SEATTLE - Sharks are in danger in the Pacific and all the world's oceans, and after tangling with sharks and living to tell about it, a group of shark attack survivors is in the nation's capital today, asking the Senate to pass a bill to protect sharks. Scientists say that, like many other fish species, sharks have been over-fished and many are endangered.
Here in the Northwest, there are at least 18 shark species on the Pacific coast. Shark sightings are common but attacks are extremely rare, according to Matt Rand, director of Global Shark Conservation, a project of the Pew Environment Group.

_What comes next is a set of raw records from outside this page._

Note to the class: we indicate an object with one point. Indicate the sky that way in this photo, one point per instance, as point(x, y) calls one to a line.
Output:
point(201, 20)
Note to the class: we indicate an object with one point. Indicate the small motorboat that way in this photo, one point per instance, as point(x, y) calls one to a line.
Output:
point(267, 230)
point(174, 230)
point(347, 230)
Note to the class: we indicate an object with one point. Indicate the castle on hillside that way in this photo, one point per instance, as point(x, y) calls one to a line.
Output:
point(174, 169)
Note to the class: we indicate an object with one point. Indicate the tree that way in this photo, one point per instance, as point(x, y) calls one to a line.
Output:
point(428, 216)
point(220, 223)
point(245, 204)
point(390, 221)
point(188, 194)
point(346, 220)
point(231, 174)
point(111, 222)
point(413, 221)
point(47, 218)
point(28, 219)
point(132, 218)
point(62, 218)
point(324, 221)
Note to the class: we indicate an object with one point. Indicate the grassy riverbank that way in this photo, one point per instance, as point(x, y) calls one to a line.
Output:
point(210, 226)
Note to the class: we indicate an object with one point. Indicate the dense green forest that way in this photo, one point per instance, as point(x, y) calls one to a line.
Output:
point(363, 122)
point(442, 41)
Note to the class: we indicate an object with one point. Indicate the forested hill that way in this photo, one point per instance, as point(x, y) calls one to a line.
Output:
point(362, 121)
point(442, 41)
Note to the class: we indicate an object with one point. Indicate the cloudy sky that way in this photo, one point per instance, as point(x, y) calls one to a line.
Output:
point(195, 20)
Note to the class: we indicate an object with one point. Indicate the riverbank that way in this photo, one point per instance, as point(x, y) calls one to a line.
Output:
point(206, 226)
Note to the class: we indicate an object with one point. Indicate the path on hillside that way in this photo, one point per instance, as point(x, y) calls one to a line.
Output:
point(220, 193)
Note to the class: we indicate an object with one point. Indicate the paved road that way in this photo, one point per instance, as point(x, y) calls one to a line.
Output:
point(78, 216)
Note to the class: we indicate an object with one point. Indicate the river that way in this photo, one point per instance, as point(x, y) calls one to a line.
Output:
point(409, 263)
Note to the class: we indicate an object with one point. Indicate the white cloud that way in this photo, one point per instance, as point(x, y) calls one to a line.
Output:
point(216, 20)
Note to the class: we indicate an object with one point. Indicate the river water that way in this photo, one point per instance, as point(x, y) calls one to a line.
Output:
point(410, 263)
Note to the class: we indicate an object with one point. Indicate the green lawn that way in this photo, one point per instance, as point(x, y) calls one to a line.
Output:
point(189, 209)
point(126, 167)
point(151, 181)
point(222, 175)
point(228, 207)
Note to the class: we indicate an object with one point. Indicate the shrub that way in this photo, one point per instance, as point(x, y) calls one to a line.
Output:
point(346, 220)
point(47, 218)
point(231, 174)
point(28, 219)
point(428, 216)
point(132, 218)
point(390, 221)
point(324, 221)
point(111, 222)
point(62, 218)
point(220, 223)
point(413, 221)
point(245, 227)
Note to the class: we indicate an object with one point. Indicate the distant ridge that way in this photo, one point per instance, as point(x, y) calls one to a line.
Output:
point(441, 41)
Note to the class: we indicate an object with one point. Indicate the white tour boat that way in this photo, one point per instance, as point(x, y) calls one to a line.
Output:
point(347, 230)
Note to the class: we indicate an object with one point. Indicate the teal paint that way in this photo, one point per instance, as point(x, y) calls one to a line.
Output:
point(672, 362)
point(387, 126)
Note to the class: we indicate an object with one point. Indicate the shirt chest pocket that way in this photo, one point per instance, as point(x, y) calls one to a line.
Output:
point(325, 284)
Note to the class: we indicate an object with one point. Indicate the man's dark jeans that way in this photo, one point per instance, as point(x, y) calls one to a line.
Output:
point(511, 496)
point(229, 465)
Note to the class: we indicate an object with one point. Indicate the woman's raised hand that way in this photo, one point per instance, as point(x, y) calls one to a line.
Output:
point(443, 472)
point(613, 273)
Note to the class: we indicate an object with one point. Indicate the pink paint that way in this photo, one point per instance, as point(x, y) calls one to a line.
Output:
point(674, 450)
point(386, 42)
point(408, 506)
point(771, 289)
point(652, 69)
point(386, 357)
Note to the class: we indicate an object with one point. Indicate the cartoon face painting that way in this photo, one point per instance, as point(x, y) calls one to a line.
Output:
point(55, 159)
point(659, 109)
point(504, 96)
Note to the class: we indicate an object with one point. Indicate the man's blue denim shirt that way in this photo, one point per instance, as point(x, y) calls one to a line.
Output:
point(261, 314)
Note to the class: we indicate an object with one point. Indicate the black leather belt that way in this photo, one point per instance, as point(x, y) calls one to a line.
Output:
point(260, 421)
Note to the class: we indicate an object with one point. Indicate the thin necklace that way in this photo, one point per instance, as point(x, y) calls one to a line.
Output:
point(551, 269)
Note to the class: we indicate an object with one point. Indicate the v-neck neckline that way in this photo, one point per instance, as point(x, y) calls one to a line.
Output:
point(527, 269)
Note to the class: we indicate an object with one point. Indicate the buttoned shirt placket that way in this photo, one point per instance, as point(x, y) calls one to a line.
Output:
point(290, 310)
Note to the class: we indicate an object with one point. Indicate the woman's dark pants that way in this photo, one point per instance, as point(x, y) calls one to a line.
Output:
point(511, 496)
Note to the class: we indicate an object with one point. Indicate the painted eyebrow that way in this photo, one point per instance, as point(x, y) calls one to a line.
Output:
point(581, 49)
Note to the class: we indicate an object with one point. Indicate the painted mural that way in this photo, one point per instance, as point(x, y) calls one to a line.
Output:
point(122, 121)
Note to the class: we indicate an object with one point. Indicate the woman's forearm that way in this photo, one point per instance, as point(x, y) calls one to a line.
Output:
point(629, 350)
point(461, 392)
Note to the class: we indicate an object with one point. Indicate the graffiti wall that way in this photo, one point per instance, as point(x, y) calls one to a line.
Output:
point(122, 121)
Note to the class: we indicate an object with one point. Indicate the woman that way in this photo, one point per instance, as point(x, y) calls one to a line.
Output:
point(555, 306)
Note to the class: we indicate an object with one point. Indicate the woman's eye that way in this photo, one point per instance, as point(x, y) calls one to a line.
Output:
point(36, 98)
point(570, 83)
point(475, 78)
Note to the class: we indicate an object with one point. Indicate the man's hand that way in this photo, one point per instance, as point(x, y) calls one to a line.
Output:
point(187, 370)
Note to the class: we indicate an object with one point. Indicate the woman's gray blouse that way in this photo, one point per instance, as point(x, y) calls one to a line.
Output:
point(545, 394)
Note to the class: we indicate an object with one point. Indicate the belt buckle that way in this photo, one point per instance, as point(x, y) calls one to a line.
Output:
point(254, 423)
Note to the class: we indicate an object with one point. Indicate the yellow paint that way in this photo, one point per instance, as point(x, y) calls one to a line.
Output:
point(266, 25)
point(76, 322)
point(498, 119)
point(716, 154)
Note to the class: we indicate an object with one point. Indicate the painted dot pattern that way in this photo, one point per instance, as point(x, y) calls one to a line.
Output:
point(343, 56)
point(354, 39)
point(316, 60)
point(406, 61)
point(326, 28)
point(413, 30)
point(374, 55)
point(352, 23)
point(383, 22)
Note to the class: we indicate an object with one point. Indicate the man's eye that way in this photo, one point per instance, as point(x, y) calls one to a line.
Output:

"Sharks are the ones that should be much more scared of people, than people should be of them. Most of the attacks were accidents. Scientists believe the sharks aren't looking for people as food, but the sharks think they're a prey they're used to feeding off of, and it's a mistake."
Rand says that, even though many of the survivors have lost arms or legs, they don't hold grudges against the sharks that bit them.
"These are individuals that are extremely passionate about shark conservation. They are more concerned for the sharks than they are for themselves. They're scared for sharks."
The Pew Environment Group says most sharks are caught for their fins, which are cut off, mostly for use in making shark fin soup, and the bodies of the fish dumped back into the ocean. The United States has banned this practice of "finning," but it is legal in other countries. The Shark Conservation Act would strengthen enforcement of the U.S. ban.